A bank proposal to pool corporate bonds of a single borrower into an ETF-style "trust" to help solve the credit markets' chronic illiquidity problem is being circulated among issuers and investors, and finding some support. Though still conceptual, the idea initiated by Morgan Stanley reckons investors could find more liquidity in a single instrument that represents several bonds issued by one borrower in a certain maturity, than in the individual bonds themselves.
According to the proposal, the trust would get positions in all of an issuer's outstanding securities in the secondary market. It would then group them according to whether they have short, intermediate or long-dated maturities, and issue separate trust certificates against each of those maturity buckets. An underlying unit of bonds to represent each maturity trust certificate would be created and redeemed in a similar way as existing bond index exchange-traded funds.

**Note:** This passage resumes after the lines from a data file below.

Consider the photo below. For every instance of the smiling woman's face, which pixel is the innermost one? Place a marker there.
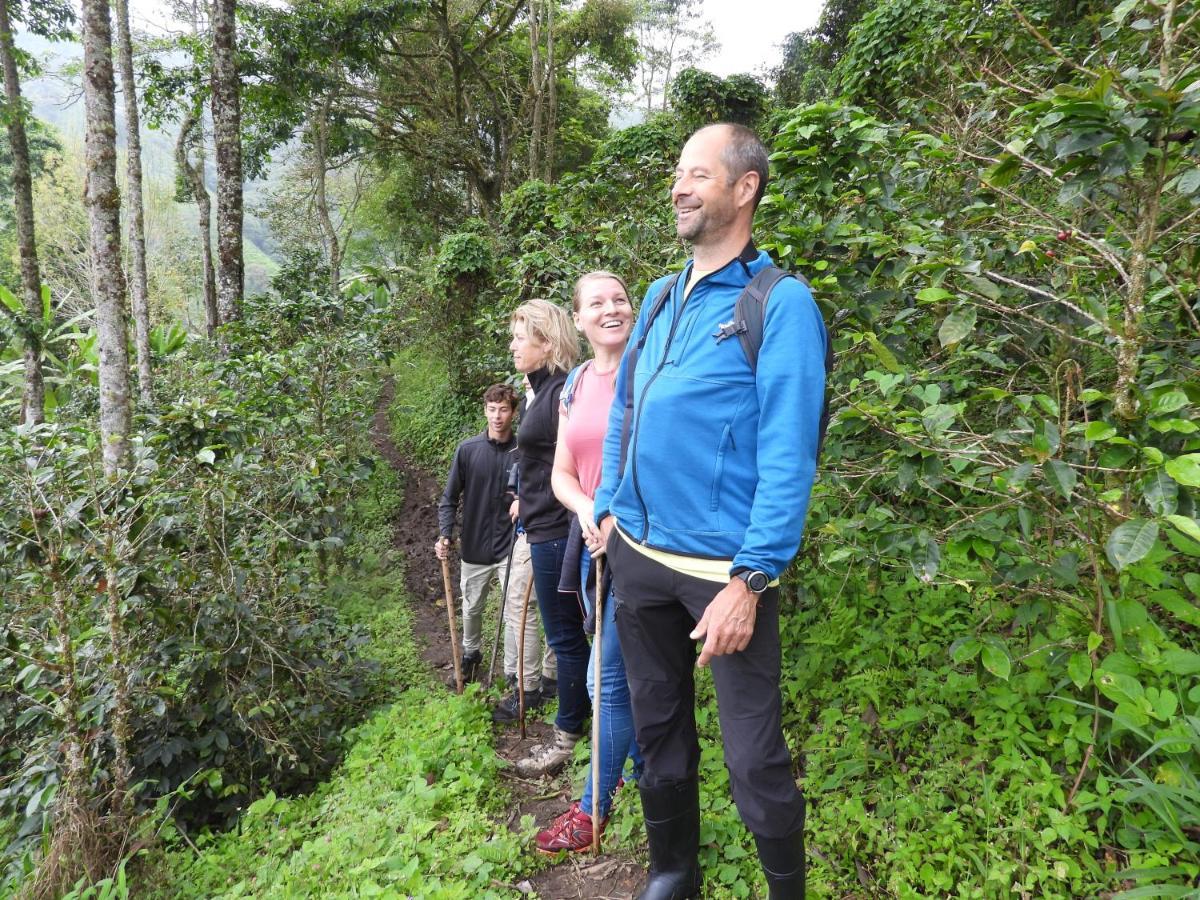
(528, 353)
(605, 316)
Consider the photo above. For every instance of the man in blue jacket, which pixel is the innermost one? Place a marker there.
(701, 508)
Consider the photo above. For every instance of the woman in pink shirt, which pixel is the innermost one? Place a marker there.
(604, 315)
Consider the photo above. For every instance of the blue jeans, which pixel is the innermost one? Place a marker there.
(562, 617)
(617, 742)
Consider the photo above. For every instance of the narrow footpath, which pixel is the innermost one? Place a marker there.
(613, 875)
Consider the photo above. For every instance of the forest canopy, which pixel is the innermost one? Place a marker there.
(991, 635)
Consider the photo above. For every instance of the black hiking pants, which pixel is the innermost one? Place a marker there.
(655, 610)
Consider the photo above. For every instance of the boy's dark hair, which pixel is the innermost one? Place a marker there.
(501, 394)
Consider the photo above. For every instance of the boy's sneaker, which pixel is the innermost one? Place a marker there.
(549, 759)
(471, 665)
(508, 709)
(570, 832)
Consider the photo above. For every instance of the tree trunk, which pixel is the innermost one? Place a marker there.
(33, 402)
(319, 163)
(535, 88)
(551, 97)
(103, 203)
(138, 288)
(199, 192)
(227, 138)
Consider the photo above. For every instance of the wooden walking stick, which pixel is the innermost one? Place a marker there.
(595, 709)
(504, 597)
(454, 627)
(525, 615)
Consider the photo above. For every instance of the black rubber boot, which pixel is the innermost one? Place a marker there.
(783, 863)
(672, 828)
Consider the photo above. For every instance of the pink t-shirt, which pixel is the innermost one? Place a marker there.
(587, 420)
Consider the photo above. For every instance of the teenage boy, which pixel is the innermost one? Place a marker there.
(479, 478)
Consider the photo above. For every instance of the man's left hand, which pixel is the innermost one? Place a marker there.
(727, 623)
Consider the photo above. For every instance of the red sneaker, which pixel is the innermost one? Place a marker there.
(570, 832)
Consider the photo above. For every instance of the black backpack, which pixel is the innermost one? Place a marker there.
(749, 313)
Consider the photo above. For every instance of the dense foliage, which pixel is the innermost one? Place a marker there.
(229, 670)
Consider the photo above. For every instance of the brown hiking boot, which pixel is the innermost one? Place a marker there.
(549, 759)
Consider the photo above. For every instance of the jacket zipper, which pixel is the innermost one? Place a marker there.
(637, 415)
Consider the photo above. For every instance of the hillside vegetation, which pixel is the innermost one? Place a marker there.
(991, 634)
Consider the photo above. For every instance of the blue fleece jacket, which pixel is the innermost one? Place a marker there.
(720, 460)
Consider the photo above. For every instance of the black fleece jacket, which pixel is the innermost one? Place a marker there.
(543, 516)
(479, 474)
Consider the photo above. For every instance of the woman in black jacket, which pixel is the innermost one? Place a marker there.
(545, 347)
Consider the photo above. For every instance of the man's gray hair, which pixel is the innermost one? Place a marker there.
(744, 153)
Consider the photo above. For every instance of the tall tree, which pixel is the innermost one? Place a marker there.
(139, 291)
(672, 35)
(226, 96)
(33, 403)
(103, 202)
(192, 187)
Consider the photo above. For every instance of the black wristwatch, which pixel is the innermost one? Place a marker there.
(755, 580)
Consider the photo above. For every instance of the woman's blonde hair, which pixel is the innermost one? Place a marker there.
(598, 275)
(549, 323)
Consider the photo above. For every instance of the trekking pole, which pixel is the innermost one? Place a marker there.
(595, 709)
(525, 613)
(454, 627)
(504, 595)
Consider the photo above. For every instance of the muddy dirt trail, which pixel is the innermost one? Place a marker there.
(611, 876)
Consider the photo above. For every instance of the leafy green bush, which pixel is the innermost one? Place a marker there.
(171, 629)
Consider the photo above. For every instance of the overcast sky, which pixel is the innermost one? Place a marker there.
(751, 30)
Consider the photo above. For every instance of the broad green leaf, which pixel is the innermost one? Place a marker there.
(1061, 477)
(1181, 661)
(957, 325)
(9, 299)
(1186, 525)
(1099, 431)
(1122, 10)
(1185, 469)
(1003, 172)
(1177, 605)
(1188, 183)
(1161, 493)
(933, 295)
(1025, 517)
(996, 660)
(1079, 667)
(927, 557)
(885, 355)
(1131, 541)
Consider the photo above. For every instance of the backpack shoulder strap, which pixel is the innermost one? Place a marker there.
(573, 379)
(750, 312)
(627, 421)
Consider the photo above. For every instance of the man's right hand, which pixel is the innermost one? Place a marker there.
(606, 525)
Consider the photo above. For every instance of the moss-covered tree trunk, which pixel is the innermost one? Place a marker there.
(192, 174)
(33, 402)
(103, 203)
(227, 138)
(138, 281)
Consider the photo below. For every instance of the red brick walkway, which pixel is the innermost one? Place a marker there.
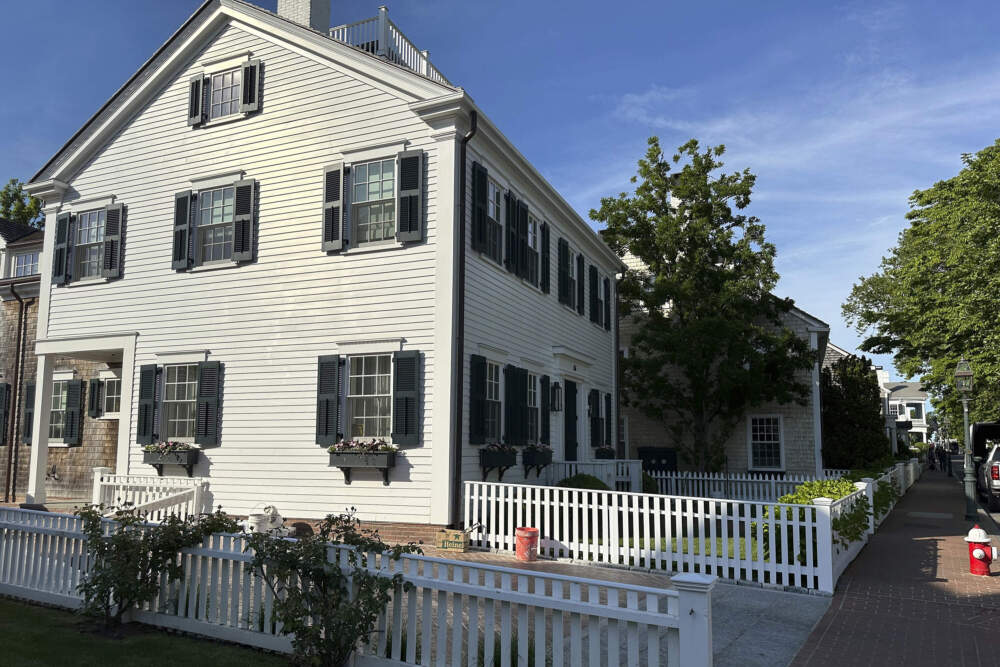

"This is still very much just in the conceptual stage, but what we're trying to do is solve the fragmentation problem in the market, where liquidity is scattered across thousands of different CUSIPs," said Steve Zamsky, head of global credit trading for Morgan Stanley. Morgan Stanley's idea was borne out of a BlackRock suggestion that bond markets become more standardised. The fund manager suggested that frequent borrowers should just add to an existing bond issue in a maturity, rather than continually issue new bonds in the same part of the curve that trade separately.
BlackRock argued that this would create just a handful of jumbo-sized bonds in a maturity for an issuer, making them more liquid than the dozens of smaller individual transactions. BlackRock's idea, however, has not gained much support from issuers, who fear that multiple reopenings of only a few bonds would build potentially damaging maturity cliffs on their balance sheets. Morgan Stanley, however, claimed it had good support for its trust idea.
"We've had a number of discussions with our issuing clients and they overwhelmingly say that as long as a market structure gives them full flexibility for liability management, then they are generally supportive," said Leo Civitillo, global co-head of fixed income capital markets for Morgan Stanley. Jim Switzer, global head of credit trading at AB (the renamed AllianceBernstein) in New York, thought the proposal had legs. "This is something we think could work well," he said. "[With a trust that groups bonds into maturity buckets] you are basically creating potential tools that make it easier for investors to go long or short on that name in their portfolio," he said.